We transport Grandpa Jack with a combitube after a failed ETT attempt. We never established a patent IV so the IO was used throughout the code. Grandpa Jack never improved from a PEA. He was turned over to the ER where they continued to work the code for another 30 minutes. I have to admit that I felt a little bit of paramedic pride. The IO set was the primary access used during the resuscitation as the ER staff was unable to obtain IV access.

The ER doc called the arrest after the staff went above and beyond in their resuscitation efforts. picked up this entry and ran it on July 13th. Thanks for the plug.

Sunday, July 6, 2008

Rules (Or, Things My Patients Should Know)

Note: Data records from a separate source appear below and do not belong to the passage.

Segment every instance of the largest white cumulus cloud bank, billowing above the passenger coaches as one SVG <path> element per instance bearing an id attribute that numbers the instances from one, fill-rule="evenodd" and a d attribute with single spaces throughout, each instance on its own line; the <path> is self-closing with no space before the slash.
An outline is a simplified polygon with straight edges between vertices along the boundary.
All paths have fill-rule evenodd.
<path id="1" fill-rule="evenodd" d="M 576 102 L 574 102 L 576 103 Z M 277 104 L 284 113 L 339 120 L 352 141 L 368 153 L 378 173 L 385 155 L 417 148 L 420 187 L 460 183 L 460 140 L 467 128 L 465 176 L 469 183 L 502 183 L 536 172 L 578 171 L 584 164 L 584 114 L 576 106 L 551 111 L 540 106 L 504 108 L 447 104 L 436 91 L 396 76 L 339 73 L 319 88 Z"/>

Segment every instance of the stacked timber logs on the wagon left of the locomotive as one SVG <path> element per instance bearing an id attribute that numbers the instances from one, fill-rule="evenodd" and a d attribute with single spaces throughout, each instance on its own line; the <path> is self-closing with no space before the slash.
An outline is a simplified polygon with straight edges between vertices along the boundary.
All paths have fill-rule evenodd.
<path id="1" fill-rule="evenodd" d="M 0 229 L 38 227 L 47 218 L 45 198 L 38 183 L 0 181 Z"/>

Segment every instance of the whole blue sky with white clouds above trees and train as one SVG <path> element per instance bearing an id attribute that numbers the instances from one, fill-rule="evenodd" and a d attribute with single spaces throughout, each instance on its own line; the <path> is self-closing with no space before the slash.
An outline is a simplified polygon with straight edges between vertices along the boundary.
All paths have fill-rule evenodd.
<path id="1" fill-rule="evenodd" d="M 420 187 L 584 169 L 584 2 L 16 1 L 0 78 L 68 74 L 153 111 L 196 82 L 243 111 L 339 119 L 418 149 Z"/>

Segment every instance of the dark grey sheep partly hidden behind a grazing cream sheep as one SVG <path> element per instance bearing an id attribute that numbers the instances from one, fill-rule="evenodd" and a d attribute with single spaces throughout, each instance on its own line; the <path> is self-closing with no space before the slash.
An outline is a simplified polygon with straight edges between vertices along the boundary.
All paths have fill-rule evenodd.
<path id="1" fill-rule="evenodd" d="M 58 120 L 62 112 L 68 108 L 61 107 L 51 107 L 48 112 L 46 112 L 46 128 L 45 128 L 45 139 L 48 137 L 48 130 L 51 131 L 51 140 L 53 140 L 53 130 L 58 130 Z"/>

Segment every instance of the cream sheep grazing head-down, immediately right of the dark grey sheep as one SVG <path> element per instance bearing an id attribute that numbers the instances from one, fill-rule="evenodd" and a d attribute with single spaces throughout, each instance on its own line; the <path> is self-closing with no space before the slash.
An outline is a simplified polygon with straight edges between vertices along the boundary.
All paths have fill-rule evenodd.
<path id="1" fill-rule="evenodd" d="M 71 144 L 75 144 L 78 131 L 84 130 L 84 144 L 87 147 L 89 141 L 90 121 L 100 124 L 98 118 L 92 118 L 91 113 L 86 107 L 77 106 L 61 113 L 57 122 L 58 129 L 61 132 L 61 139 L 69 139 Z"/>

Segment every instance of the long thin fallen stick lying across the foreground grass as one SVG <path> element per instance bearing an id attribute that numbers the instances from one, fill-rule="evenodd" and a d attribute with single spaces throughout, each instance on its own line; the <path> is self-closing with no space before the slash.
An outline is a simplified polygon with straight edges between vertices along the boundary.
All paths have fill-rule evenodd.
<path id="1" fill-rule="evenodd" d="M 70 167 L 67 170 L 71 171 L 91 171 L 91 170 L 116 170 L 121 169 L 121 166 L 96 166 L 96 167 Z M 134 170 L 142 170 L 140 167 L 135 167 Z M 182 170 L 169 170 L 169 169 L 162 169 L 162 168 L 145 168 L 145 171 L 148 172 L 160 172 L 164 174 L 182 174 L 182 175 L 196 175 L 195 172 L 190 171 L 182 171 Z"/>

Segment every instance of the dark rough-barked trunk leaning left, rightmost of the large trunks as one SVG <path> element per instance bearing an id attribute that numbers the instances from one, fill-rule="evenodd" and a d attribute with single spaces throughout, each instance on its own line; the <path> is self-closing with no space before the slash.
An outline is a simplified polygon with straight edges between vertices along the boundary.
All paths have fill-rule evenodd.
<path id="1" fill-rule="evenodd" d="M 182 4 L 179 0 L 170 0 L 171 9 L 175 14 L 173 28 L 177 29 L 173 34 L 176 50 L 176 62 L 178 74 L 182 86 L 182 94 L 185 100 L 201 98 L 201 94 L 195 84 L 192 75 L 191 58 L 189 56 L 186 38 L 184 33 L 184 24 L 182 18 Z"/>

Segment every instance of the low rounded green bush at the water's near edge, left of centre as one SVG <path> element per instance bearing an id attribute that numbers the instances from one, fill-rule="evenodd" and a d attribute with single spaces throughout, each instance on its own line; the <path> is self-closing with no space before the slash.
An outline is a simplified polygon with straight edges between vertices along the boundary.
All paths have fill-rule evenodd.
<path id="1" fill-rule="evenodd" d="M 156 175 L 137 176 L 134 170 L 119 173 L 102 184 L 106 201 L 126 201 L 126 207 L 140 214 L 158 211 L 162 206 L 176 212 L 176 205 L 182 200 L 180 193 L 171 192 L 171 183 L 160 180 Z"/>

Having worked three years on an ambulance, with almost a year now on my own as a medic, I've compiled a list of rules that are helpful for my patients and partners to know. Typically, patient's are only informed of the rules when they are close to violating them, but I like to give my partners the run down ahead of time. Here are my top three:
  1. No vomiting. This is an absolute do not violate and may warrant banishment from my unit in future encounters. (Okay, maybe not banishment, but preemptive Zofran.) This rule has as much to do with maintaining your cleanliness, dignity, and comfort, as it does with my ability to keep down the breakfast and to continue to provide care. Also, my partner appreciates a puke free ambulance. If you get carsick, if you even think that you're nauseous, or have vomited on scene or even before we got there, you have just bought yourself an antiemetic. Enjoy. Take it home (or at least to the ER). It's yours to keep.

  2. Don't stop breathing. Yes, this is rule number 2. Rule number 1 has absolute priority over all other rules, although a violation of rule number 1 is often times a bad omen of a near future violation of rule number 2. Now, it's not that I can't handle an apneic patient. On the contrary, they are often very easy to manage--drop an airway and bag 'em. But it can be inconvenient (for you and me), and telling the ER doc "well, he was breathing when we first got to him." Do your best to keep breathing and I'll do my best to help you stay that way.

  3. No F*bombs. I will always speak to you in a civil tone and tongue, please have the courtesy to do the same. Now, I will allow the usage of the F*bomb as it relates to your level of pain or discomfort, your general dissatisfaction with a situation, or perhaps in describing the circumstances that we found you. The History of F* provides many educational examples. However, the moment you direct the F*bomb at me, my partner, the police, or firemen, then the fucking gloves come off. You have one warning. Do not be a repeat violator of this rule. Chemical sedation, tazing, and physical restrainment (among other things), have been brought down upon violators of rule number 3. Some people say that I'm too harsh about this rule, that I need to chill out. I cite physician precedence on rule number 3 though. An ER doctor in my county will chemically paralyze and intubate you for dropping the F*bomb three times in her ER. You have been warned.
There are many other rules of course: no country music, unless it's Carrie Underwood (she was America's Idol after all). No family in the unit while transporting code 3 (drive it like you stole it, as TJ liked to say). And no free evaluations--I'm an ambulance, I take people to the hospital, not check blood pressures and change dressings.

The list goes on, of course. But I'm curious to hear if any one else has developed their own set of rules or "unwritten" protocols. Leave a comment and let me know.

At Home EMT 3

Meghan and I went to go see the podiatrist again last Thursday and our appointment was blissfully short. The doctor came in, asked a few short questions then re-examined the foot. Everything looked good he said so on went the walking cast--a big, two piece ski-boot looking thing with air bladders. Meghan has officially graduated from Neanderthal foot to space boot status.